By
Sandley Chou
May 10, 2007
When the Three Gorges Dam was proposed in China in the mid-1990s, international groups raised their voices in concern. The construction of the world's largest dam would carry heavy environmental concerns. Millions of people would be displaced.
Environmentalists asked the Chinese government to construct several smaller dams rather than create one super-dam. The complaints were disregarded, and the enormous dam was constructed and completed by 2006. While the Three Gorges Dam held the attention of the world, many large-scale dam projects constructed and led by developed countr ies in the developing world in the late '50s to early '80s were largely ignored. Those dams also carried heavy implications, but have been permitted to let failures happen and disappear into obscurity.
Dam projects were extremely prolific across the world as a development tool during the 20th century. In fact, the two countries that lead the world in dams are the United States and the United Kingdom.
What makes dams so attractive?
Dams are all about water usage and management. Water resources are highly contested because, while water is a necessity of life, it can be easily polluted, people can charge high fees for it, there are sanitation issues and it is susceptible to control at the source. Harnessing the power of water through hydroelectricity also gives incentives to be proactive in the management of water resources.

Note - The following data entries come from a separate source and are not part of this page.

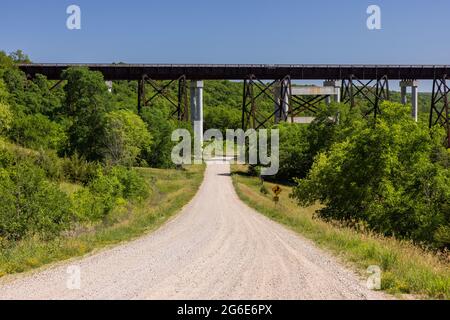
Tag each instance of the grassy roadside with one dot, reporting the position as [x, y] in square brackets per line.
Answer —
[407, 269]
[171, 190]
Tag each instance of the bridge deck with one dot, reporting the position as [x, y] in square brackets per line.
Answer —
[242, 71]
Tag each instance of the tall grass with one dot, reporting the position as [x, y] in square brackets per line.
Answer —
[171, 190]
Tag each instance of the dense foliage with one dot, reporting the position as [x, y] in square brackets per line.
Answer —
[75, 134]
[391, 175]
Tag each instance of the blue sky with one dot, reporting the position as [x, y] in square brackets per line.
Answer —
[231, 31]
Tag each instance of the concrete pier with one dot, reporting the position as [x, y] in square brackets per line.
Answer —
[336, 85]
[281, 101]
[109, 85]
[414, 84]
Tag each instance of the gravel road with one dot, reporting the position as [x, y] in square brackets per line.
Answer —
[216, 248]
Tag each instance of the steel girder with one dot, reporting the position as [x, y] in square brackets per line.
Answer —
[374, 91]
[439, 111]
[180, 105]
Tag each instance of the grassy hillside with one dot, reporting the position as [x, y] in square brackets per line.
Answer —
[406, 268]
[170, 190]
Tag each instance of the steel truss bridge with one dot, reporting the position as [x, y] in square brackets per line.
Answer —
[368, 81]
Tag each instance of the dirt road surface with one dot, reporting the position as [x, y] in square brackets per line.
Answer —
[216, 248]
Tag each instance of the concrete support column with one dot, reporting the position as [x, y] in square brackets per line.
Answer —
[109, 85]
[414, 84]
[197, 114]
[337, 89]
[281, 100]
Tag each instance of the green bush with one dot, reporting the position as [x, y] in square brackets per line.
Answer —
[384, 174]
[78, 170]
[96, 201]
[134, 185]
[38, 132]
[6, 118]
[30, 205]
[126, 136]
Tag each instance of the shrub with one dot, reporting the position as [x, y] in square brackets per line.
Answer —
[134, 185]
[30, 205]
[384, 174]
[126, 136]
[96, 201]
[6, 118]
[38, 132]
[78, 170]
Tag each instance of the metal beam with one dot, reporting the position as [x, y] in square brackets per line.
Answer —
[241, 71]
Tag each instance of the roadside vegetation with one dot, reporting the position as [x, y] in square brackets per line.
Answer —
[75, 166]
[376, 191]
[407, 269]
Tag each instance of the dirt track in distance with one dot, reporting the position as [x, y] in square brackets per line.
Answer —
[216, 248]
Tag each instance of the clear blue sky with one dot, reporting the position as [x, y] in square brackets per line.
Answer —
[231, 31]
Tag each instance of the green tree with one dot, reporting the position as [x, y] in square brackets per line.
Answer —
[383, 174]
[86, 104]
[38, 131]
[126, 136]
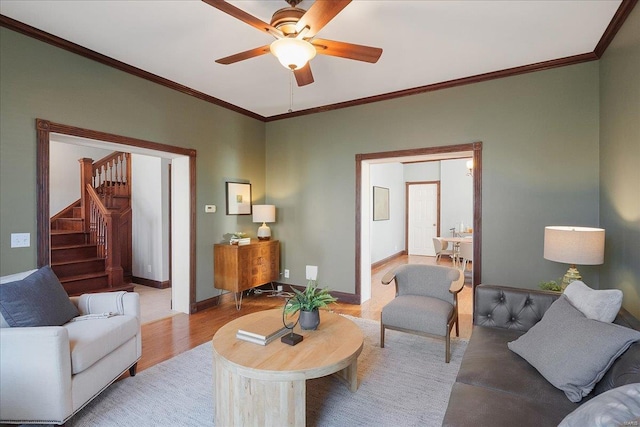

Hydroelectricity is probably the biggest incentive to dam building.
By building a dam, energy can be generated relatively pollution-free. In addition, dam building allows unpredictable floods to be controlled. The land opened up by damming can be used as fertile farmland, and they are also useful for irrigation. The Tennessee Valley Authority was launched during the New Deal and still provides electricity to 8.5 million customers. Dozens of dams were constructed simultaneously during the height of the TVA, and the dams helped create jobs, provided electricity, improved navigation, controlled floods and regulated resource distribution.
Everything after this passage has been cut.